A recent EIU paper said: “The implications for Libya’s economy are wide-reaching, given the vital importance of oil exports to both the current and fiscal accounts — oil makes up more than 90 percent of both government and export revenue.
“Even though further security-related disruptions are likely to weigh on production, Libya’s oil sector has shown a capacity to recover in a short space of time.”
Fitzroy was doubtful that the NOC target to raise production beyond pre-revolution levels of 1.6m bbl/d, let alone to 2.2m b/d by 2023, would be possible. He added that investors and foreign investment were desperately needed.
Fitzroy said: “Any gains they achieve from here will be much harder. Their oilfields need significant investment to boost production further. Also, there are frequent breakdowns in power supply, and the threat of disruption as rival militias try to control oil terminals or pipelines. This can lead to fighting, as happened in July (when 700,000bbl/d was lost at one point).”
Gerges described Libya as one of the richest countries in the world in terms of the ratio of resources to its population “(But) without a central government, without a constitutional agreement among the various stakeholders, no amount of money will help Libya to transition to a new peaceful order. Without peace and security, you can never really use the money effectively to modernize the country.”
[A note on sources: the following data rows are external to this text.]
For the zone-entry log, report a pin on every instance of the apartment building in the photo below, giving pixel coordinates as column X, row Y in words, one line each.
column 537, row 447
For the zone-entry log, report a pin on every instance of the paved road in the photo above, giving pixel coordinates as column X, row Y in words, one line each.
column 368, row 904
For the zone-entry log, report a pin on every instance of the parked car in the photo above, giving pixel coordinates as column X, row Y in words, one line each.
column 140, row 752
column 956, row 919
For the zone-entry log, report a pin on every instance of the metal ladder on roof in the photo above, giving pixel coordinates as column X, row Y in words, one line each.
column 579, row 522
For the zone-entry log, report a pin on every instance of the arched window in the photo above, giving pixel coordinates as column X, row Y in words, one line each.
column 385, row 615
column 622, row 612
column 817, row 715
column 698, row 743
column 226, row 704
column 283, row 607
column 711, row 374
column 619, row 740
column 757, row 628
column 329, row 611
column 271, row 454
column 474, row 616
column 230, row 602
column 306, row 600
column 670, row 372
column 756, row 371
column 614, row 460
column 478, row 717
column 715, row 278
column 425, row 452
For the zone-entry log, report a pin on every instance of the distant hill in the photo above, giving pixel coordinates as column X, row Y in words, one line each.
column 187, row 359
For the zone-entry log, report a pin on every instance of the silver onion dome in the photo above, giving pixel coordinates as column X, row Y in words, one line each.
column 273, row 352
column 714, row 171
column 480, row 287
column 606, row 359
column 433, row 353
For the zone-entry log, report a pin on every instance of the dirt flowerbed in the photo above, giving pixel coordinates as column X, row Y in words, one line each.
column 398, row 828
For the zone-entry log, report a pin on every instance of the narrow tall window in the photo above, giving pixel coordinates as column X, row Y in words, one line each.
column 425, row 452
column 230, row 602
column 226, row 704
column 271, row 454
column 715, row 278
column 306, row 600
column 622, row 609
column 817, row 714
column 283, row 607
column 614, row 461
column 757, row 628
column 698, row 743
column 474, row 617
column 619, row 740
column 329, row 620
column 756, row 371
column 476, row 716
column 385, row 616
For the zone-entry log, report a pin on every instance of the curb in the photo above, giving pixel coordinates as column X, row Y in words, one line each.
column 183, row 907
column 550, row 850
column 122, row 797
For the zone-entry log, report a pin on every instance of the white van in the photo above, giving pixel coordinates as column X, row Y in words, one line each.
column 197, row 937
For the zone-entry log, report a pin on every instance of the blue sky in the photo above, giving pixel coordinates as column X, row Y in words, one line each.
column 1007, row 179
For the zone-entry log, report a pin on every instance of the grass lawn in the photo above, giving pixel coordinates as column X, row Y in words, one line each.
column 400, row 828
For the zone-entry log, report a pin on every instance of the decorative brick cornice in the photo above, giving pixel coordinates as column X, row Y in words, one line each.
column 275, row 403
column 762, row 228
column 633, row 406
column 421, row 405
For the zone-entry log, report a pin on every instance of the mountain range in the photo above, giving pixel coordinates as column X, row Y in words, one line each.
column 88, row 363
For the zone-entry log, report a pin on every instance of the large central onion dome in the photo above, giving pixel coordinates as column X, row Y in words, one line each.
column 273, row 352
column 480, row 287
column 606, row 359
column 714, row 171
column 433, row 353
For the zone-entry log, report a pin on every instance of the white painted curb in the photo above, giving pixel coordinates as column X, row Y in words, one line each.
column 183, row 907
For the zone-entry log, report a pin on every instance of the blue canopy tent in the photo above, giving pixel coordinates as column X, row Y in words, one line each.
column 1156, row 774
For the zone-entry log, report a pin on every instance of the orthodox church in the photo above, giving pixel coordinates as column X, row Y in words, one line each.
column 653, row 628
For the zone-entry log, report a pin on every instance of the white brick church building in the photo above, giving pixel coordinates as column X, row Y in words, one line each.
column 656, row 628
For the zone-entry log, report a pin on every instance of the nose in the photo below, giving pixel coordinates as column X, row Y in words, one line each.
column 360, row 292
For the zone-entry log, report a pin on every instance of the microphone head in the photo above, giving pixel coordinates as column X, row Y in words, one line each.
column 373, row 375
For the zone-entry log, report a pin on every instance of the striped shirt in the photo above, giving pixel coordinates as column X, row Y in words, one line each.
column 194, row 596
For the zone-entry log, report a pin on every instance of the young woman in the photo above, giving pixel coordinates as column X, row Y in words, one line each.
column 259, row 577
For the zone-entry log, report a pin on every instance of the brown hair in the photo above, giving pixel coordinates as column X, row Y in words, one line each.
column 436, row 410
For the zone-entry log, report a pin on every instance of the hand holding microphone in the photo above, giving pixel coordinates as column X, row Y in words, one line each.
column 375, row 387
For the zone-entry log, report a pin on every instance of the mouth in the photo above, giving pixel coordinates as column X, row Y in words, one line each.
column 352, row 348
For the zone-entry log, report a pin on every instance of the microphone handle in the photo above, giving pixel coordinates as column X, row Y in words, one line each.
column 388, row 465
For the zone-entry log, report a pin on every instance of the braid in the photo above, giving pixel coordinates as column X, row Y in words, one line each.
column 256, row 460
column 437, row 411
The Libyan oil outlook has improved since mid 2016 following an agreement between powerful militia chief Khalifa Haftar and the NOC designed to keep oil running to export terminals via Libya’s pipeline network which is in reasonable shape, according to Fitzroy. The EIU was considering raising its 2018 forecast of an average of 915,000bbl/d, according to one of its reports this year.
Meanwhile, the focus is on political developments. Outside powers hope that Libya’s chaos will be eliminated by elections for a new, united, government to end the east-west split between Libya’s UN-backed Government of National Accord in Tripoli and a rival House of Representatives parliament in Tobruk. In May, talks in Paris hosted by French president Emmanuel Macron saw key Libyan leaders set December as the election date.
But according to a report this week by Petroleum Economist: “Preparations are lagging, and the surge of recent violence has seen UN envoy Ghassan Salame suggest that the election might be scrubbed.”
That would push targets for Libyan oil production, most of which is exported, even further into the future, said analysts at Thomson Reuters in London.